Café Mémoire du 22 octobre 2021.

57ème Café Mémoire 1er Café Mémoire de reprise « La terrible histoire des Vaudois » par Alain CAULET.
Nous nous étions quittés le 15 février 2020, après une excellente soirée où vous étiez venus nombreux, vous promener en compagnie de David ROUX dans le monde merveilleux des plantes et, avant de nous souhaiter le bonsoir, nous n’avions pas manqué de vous rappeler le calendrier prévu des soirées qui nous réuniraient trimestriellement tout au long de cette nouvelle année que nous vous avions souhaitée bonne et heureuse pour tous…
Mais malheureusement les choses ne se sont pas déroulées comme prévu. Alors, après un si long sommeil imposé par la pandémie, chacun semblait soulagé et heureux de voir la reprise des activités…

Comme « au temps d’avant », en guise de bienvenue, l’entrée avait été habillée d’un joli bouquet automnal. Certes -règles sanitaires obligent- aucun repas ne précéda la conférence, mais dans la préparation de cette soirée de retrouvailles, tout avait été mis en œuvre pour lui donner un air particulier de sympathique convivialité. L’espace réservé aux petites douceurs, facile d’accès, permit ainsi à chacun, de boire, selon son choix, café ou autre boisson chaude en se déplaçant facilement, sans se gêner.
L’allégresse des retrouvailles laissa vite place à une écoute très attentive du conférencier. Alain CAULET est un spécialiste de l’histoire des dissidences religieuses au sein de l’Église romaine.
Ce soir, soutenu par un diaporama savamment préparé, il nous parla de l’hérésie vaudoise, qui naquit à Lyon au XIIème siècle, se répandit dans une partie de l’Europe, et qui fut victime d’une terrible répression. Le Luberon, où de nombreux adeptes s’étaient installés, garde dans la mémoire de ses villages, l’empreinte douloureuse de terribles massacres.

Voici le résumé de cette conférence, rédigé par Alain lui-même.
« Si nombre de Vauclusiens ont entendu parler du massacre des Vaudois de Provence en 1545 grâce notamment au Centre d’Etudes Vaudoises et Historiques du Luberon à MERINDOL ou au roman historique d’Hubert LECONTE « Les Larmes du Luberon », ils sont bien moins nombreux à avoir une vue d’ensemble sur le mouvement vaudois.
L’histoire des vaudois ou « pauvres de Lyon » souvent confondus avec les cathares voire avec les habitants du Canton de Vaud sur les bords du Lac Léman commence à LYON en 1170 où vivait alors un riche notable nommé VALDENSIUS en latin (peut être VALDO mais plus probablement VAUDES pour ses voisins et amis).
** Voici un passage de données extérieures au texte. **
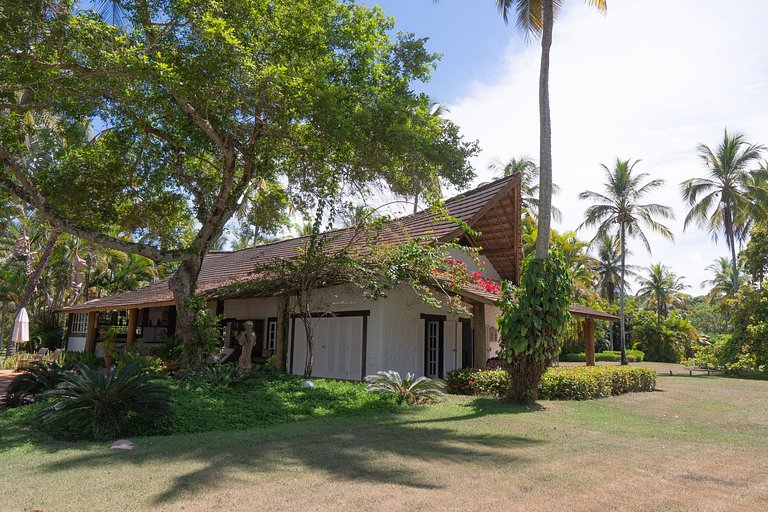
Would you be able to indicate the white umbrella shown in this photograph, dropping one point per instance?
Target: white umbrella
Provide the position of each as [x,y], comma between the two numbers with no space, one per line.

Préoccupé du salut de son âme il décide un jour de suivre au pied de la lettre le conseil de Jésus au jeune homme riche : “si tu veux être parfait, va, vends ce que tu possèdes, donne-le aux pauvres… puis viens, suis-moi”. Il fait traduire la Bible du latin en franco-provençal, la langue alors parlée à LYON comme dans tout le sud de la France puis il prend la parole sur les places, dans les rues et même dans les églises mettant en pratique les vertus apostoliques qu’il prêche. Dans un climat assez anticlérical lié aux abus d’une grande part du clergé, la doctrine de VAUDÈS fondée sur la pauvreté et le biblicisme (la vérité est dans la Bible et uniquement dans la Bible, d’où pas de culte de Marie, pas d’adoration des saints, pas de purgatoire, refus du mensonge, du serment et de la peine de mort, etc.) va rapidement faire des adeptes qui vont à leur tour porter la bonne parole. En 1179 VAUDÈS et quelques disciples se rendent à Rome et VAUDÈS obtient du Pape l’autorisation de prêcher mais uniquement oralement et avec l’autorisation de l’évêque local. De retour à LYON, VAUDÈS se heurte à l’évêque qui, craignant pour son autorité, lui interdit de prêcher. Persuadés d’avoir reçu pour mission de diffuser la parole divine, VAUDES et les Pauvres de Lyon passent outre ce qui leur vaut en 1181 d’être excommuniés par l’évêque et chassés de LYON. Les Pauvres de Lyon se répandent alors dans les provinces voisines (Bourgogne, Dauphiné, Provence, etc.) mais surtout dans le sud-ouest où ils prêchent contre les cathares.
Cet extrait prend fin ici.